Ambassador Nicole Avant was nominated by President Barack Obama and unanimously confirmed by The U.S. Senate to be the 13th Ambassador to The Bahamas. On September 9, 2009, she was sworn in by Secretary of State Hillary Clinton becoming the youngest as well as the first African American woman to hold the position. Avant’s successes in The Bahamas earned her a nomination for the Sue M. Cobb Award for Exemplary Diplomatic Service.
Since returning to private life, Avant has been recognized at the 20th Annual Trumpet Awards for her dedication to Public Diplomacy along with luminaries such as Mayor Cory Booker and Ted Turner. She was also given the Humanitarian Award by BESLA in October 2011. A former board member of Girls Inc., she was honored with a Women of Achievement award in 2014. Last year, Nicole was awarded the Spirt of Compassion Award by UNICEF.

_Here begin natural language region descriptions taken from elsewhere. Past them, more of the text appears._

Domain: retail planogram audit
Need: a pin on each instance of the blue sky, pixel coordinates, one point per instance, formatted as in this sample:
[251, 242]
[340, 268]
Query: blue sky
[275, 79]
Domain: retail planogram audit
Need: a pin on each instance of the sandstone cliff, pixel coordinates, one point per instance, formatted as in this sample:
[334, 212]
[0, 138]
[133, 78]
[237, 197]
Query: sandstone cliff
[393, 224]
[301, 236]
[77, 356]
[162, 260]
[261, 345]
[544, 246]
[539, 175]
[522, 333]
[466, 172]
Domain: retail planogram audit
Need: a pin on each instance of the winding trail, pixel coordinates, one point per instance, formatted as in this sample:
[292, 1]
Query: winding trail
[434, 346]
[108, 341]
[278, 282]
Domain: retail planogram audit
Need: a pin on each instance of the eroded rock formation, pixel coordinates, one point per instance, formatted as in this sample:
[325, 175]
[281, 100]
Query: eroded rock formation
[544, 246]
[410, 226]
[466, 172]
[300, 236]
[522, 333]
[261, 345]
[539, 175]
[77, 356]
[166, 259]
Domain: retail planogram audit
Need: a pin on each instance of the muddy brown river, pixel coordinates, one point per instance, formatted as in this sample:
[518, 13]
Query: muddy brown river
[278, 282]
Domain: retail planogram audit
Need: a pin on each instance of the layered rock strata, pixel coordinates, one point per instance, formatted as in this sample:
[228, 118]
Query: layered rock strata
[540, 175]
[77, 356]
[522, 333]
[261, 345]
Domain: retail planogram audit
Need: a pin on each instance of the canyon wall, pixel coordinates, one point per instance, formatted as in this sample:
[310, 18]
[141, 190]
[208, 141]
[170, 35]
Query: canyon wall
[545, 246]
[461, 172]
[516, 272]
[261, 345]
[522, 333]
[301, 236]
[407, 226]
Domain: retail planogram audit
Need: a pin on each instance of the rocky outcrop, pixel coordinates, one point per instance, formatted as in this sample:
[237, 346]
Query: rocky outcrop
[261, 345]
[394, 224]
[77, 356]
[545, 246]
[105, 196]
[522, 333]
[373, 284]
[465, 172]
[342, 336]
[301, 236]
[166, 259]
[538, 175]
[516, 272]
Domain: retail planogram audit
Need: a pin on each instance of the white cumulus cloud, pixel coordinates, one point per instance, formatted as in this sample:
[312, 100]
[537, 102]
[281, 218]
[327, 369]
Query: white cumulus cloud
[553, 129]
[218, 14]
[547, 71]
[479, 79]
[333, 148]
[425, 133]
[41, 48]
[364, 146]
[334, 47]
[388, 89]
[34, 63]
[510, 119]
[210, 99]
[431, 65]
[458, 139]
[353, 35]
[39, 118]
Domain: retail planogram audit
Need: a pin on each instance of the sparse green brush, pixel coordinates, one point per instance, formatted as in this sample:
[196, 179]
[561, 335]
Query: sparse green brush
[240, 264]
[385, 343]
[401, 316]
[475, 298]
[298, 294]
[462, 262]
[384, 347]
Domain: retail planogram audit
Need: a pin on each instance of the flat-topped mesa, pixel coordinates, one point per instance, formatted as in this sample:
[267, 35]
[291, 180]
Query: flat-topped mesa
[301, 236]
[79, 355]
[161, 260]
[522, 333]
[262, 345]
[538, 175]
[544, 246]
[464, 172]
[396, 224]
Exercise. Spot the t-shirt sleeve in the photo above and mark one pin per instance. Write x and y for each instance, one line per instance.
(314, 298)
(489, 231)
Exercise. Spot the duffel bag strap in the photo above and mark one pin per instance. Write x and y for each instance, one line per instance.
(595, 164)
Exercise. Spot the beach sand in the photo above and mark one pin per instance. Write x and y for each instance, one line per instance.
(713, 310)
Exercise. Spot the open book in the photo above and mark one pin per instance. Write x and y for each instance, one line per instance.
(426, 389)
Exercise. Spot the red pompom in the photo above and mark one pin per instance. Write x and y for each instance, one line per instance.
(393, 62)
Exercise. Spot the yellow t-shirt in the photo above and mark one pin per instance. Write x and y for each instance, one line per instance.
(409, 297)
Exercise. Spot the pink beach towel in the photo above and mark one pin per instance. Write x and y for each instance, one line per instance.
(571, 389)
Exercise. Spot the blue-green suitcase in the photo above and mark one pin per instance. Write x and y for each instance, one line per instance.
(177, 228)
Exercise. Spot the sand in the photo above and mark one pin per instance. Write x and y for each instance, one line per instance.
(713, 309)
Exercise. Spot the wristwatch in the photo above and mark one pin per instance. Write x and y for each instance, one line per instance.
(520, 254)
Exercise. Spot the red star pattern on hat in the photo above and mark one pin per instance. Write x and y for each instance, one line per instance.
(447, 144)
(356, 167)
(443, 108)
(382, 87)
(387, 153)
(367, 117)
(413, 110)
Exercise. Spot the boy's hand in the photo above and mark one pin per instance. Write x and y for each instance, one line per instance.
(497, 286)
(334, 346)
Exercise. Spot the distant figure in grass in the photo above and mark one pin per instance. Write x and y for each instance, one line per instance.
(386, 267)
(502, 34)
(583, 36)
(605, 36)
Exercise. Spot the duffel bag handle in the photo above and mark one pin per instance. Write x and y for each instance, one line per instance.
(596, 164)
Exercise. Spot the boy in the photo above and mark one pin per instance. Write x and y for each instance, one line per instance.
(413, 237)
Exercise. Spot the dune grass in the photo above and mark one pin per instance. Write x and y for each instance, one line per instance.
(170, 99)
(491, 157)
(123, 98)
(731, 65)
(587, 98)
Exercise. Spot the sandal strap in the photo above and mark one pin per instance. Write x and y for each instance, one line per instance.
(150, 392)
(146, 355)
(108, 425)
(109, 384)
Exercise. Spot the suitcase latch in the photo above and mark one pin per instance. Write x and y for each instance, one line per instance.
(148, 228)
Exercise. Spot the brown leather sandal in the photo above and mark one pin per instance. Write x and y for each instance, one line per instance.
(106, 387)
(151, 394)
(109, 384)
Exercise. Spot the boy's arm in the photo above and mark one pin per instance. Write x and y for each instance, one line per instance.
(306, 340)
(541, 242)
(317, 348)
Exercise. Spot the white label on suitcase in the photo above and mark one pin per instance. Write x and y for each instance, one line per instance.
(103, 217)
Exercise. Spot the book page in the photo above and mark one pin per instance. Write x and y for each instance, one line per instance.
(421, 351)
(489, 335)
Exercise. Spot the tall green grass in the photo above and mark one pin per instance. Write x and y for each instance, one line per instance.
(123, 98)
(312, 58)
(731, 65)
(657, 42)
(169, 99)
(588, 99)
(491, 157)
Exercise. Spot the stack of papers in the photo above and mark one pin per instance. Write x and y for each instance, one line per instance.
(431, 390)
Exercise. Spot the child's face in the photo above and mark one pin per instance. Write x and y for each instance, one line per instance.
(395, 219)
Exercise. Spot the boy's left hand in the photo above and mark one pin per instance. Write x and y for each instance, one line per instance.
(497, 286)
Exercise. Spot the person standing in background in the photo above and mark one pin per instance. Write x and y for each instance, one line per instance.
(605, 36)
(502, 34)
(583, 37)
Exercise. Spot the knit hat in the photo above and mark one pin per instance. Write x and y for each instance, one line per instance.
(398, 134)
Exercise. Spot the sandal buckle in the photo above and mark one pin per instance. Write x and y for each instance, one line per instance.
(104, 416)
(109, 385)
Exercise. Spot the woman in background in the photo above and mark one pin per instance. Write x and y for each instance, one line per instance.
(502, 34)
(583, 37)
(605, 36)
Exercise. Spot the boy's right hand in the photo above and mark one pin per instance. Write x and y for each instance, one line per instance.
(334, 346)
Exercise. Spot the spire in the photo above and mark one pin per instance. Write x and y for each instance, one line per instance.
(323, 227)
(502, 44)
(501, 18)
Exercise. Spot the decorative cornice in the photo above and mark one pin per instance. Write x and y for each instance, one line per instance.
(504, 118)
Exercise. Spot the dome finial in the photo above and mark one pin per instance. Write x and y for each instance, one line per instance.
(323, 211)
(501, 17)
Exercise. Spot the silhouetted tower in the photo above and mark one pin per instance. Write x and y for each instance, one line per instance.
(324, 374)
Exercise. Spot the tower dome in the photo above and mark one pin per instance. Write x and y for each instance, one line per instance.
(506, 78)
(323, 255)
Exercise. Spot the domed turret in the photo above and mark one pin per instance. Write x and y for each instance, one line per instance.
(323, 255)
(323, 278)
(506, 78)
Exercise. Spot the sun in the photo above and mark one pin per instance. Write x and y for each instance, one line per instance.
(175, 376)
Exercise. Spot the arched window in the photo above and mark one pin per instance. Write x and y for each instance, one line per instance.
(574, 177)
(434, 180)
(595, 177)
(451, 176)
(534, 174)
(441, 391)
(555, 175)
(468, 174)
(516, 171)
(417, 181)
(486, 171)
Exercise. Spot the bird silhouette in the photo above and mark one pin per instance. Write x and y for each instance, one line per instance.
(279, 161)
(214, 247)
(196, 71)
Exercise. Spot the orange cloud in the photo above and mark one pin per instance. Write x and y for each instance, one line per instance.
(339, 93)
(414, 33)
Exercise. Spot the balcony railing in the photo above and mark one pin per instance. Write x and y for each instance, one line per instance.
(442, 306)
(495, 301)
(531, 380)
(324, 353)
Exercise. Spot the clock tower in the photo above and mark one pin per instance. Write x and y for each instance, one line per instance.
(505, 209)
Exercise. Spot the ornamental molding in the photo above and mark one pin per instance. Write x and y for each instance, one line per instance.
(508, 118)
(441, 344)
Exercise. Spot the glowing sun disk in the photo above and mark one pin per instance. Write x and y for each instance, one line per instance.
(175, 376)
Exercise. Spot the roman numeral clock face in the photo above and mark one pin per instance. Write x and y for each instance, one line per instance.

Avant produced the documentary “The Black Godfather” after collecting stories about her father’s influence on dozens of the world’s most high profile entertainers, athletes and politicians. The film charts the exceptional and unlikely rise of Clarence Avant, a music executive whose trailblazing behind-the-scenes accomplishments impacted the legacies of icons such as Bill Withers, Quincy Jones, Muhammad Ali, Hank Aaron, and Presidents Barack Obama and Bill Clinton. Driven by a sense of equality, loyalty, and justice, Clarence Avant left the Jim Crow south behind to emerge as a powerhouse negotiator at a time when deep-seated racism penetrated every corner of America.
As a public speaker, Nicole has given talks around the globe at various conferences and events including at the Brilliant Minds Foundation.
Ambassador Avant lives in Los Angeles with her husband Ted Sarandos, Netflix Chief Content Officer, and is the proud stepmother of Tony and Sarah Sarandos.